Tempari/2. Iandolo (Cao): “In Odontoiatria non ha senso, il nomenclatore è necessario”

Tempari/2. Iandolo (Cao): “In Odontoiatria non ha senso, il nomenclatore è necessario”
Così il presidente della Cao nazionale ha commentato la sentenza del Tar del Lazio, che ha detto un secco ‘no’ a visite ed esami ‘a cronometro’, per eseguire i quali il medico aveva cioè un tempo massimo. "Per l’Odontoiatria non solo non ha senso fissare un tempo massimo per visite o prestazioni. Cosa diversa, invece, è assicurare livelli essenziali di qualità tramite l’impiego di materiali e strumentazioni adeguate".

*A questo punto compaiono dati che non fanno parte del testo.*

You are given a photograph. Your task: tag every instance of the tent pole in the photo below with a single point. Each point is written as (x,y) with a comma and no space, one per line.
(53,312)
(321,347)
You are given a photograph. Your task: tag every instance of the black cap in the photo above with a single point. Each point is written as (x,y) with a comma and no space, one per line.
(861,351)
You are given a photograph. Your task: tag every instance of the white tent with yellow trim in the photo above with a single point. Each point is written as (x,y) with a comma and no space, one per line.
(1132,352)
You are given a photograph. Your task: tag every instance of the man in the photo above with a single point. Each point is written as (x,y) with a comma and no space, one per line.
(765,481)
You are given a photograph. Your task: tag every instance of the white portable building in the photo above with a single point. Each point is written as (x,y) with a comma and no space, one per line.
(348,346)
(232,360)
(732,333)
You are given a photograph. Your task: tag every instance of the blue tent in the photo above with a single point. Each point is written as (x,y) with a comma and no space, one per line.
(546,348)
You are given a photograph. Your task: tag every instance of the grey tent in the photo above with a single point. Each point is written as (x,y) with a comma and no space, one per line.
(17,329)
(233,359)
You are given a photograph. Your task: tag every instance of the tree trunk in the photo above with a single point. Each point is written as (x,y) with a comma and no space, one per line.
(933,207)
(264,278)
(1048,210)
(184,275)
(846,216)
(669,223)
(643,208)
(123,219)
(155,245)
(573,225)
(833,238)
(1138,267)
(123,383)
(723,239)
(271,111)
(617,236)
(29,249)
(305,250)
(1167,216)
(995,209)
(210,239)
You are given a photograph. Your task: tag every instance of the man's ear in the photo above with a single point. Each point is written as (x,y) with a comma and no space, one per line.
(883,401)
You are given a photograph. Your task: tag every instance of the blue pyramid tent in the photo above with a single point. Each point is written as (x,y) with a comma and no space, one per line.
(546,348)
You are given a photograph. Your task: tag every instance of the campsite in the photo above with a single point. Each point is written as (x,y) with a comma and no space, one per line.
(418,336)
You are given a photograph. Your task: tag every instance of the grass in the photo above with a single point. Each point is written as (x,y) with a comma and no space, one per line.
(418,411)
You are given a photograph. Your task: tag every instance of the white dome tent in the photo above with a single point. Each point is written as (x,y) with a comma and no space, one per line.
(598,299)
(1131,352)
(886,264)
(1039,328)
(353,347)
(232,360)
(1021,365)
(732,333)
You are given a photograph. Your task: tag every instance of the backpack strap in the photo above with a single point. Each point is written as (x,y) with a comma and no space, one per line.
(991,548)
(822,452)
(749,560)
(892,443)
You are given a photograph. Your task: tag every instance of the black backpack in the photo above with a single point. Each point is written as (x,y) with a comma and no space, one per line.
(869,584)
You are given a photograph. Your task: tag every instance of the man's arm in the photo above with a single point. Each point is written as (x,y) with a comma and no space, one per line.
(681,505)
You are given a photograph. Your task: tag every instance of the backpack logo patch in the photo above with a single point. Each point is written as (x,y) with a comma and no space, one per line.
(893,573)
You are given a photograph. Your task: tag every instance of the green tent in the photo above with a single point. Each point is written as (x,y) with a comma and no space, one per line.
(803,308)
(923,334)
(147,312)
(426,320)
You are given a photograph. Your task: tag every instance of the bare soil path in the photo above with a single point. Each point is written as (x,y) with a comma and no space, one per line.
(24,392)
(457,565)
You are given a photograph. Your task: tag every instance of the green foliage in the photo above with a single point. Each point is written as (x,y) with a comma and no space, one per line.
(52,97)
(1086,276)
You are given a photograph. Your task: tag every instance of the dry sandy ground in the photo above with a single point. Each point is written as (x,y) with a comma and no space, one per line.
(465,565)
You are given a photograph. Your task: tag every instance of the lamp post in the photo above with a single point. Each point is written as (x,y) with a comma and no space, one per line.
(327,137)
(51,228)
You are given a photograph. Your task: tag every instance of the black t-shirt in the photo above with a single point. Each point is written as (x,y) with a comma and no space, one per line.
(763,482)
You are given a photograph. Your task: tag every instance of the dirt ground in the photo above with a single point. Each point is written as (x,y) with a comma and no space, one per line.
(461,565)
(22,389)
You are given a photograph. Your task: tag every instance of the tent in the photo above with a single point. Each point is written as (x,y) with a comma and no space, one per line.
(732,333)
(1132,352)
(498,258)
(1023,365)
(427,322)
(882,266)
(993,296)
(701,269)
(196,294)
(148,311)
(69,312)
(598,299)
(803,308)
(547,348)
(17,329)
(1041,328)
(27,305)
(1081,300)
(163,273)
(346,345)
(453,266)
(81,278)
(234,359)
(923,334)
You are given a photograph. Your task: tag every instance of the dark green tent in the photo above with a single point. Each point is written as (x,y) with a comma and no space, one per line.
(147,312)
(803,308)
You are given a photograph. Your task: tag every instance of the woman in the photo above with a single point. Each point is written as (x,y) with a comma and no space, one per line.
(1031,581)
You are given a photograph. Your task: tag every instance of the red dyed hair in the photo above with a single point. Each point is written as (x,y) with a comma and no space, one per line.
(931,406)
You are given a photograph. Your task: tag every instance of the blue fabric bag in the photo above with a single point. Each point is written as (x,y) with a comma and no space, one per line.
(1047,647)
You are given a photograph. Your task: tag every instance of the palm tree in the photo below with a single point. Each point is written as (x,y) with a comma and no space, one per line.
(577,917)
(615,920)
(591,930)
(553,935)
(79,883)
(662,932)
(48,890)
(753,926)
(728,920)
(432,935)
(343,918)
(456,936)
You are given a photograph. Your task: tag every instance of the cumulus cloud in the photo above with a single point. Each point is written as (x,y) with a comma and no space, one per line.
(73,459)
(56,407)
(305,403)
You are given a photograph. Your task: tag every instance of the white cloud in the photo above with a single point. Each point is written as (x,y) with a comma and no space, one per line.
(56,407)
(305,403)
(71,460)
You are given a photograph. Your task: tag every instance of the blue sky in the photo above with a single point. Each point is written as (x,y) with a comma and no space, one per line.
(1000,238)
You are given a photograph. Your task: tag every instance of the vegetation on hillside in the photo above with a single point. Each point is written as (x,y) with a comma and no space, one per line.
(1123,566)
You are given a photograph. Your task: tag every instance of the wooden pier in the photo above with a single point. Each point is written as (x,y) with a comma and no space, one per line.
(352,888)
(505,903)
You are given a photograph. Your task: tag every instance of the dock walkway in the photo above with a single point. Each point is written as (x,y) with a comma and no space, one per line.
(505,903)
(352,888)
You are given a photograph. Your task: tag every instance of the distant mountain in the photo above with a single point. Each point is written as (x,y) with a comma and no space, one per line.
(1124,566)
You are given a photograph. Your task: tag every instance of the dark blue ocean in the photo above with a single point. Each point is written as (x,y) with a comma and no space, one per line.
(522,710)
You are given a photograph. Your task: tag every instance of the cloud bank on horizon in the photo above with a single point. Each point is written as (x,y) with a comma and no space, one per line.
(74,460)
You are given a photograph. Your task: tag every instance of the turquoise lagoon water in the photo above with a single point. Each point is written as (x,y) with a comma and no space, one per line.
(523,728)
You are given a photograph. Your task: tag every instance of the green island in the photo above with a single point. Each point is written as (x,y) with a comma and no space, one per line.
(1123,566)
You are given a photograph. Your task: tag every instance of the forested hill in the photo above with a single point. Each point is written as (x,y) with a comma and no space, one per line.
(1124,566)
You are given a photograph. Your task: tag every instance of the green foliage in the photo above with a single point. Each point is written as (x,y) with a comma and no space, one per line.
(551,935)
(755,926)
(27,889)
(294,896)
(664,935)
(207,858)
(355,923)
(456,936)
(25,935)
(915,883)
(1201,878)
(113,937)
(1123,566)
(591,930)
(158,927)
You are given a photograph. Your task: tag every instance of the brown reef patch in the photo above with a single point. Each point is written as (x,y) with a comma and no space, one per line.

“Anche la Commissione Albo Odontoiatri della Fnomceo si unisce all’apprezzamento, espresso ieri dalla Federazione, per la sentenza del Tar Lazio che ha dichiarato illegittimi i ‘tempari’ introdotti lo scorso anno dalla Regione. In particolare, sottolineiamo con soddisfazione il fatto che il Tar abbia ribadito a chiare lettere il principio dell’autonomia di giudizio, in capo al singolo professionista, circa la congruità del tempo da riservare alle singole visite".
 
Così il presidente della Cao nazionale, Raffaele Iandolo, si unisce alle dichiarazioni di ieri di Fnomceo, Sumai, Cittadinanzattiva, che hanno accolto con favore la Sentenza n° 06013/2018 del Registro dei provvedimenti collegiali del Tar del Lazio, che ha detto un secco ‘no’ a visite ed esami ‘a cronometro’, per eseguire i quali il medico aveva cioè un tempo massimo.
 
“Ma c’è di più – continua Iandolo -. Per l’Odontoiatria non solo non ha senso fissare un tempo massimo per visite o prestazioni: anche i tentativi di fissare tempi minimi, per garantire la qualità della cura, già avviati in passato, si sono dimostrati, nei fatti, inefficaci”.
 
“Se porre un limite massimo, infatti, non lascia spazio al tempo di comunicazione, alla medicina narrativa, il tempo minimo di esecuzione non è di per sé garanzia di qualità della prestazione che è un parametro spesso operatore-dipendente” spiega Iandolo .
 
“Cosa diversa, invece, è assicurare livelli essenziali di qualità tramite l’impiego di materiali e strumentazioni adeguate – afferma ancora il presidente Cao -. Con questo intento, la Cao nazionale è al lavoro per redigere, sotto l’egida del Ministero della Salute, un nomenclatore delle prestazioni professionali in Odontoiatria, che farà riferimento all’aggiornamento delle Raccomandazioni cliniche”.
 
Al gruppo di lavoro, convocato dalla Cao, partecipa in primo luogo il Cic, il comitato italiano di coordinamento delle società scientifiche in Odontostomatologia che materialmente sosterrà la stesura del nomenclatore, affiancato dal Ministero della salute, dall’Accademia, dal Cenacolo Odontostomatologico Italiano e dai Sindacati Andi (Associazione nazionale dentisti italiani), Aio (Associazione italiana odontoiatri), Sumai (Sindacato Unico Medicina Ambulatoriale Italiana) e Suso (Sindacato Unitario Specialità Ortodonzia).
 
 “Il Cic ha già avviato la procedura per la prima bozza – conclude Iandolo – che sarà poi sottoposta al Ministero della Salute, nell’ottica di un possibile recepimento e adozione anche a livello ministeriale”.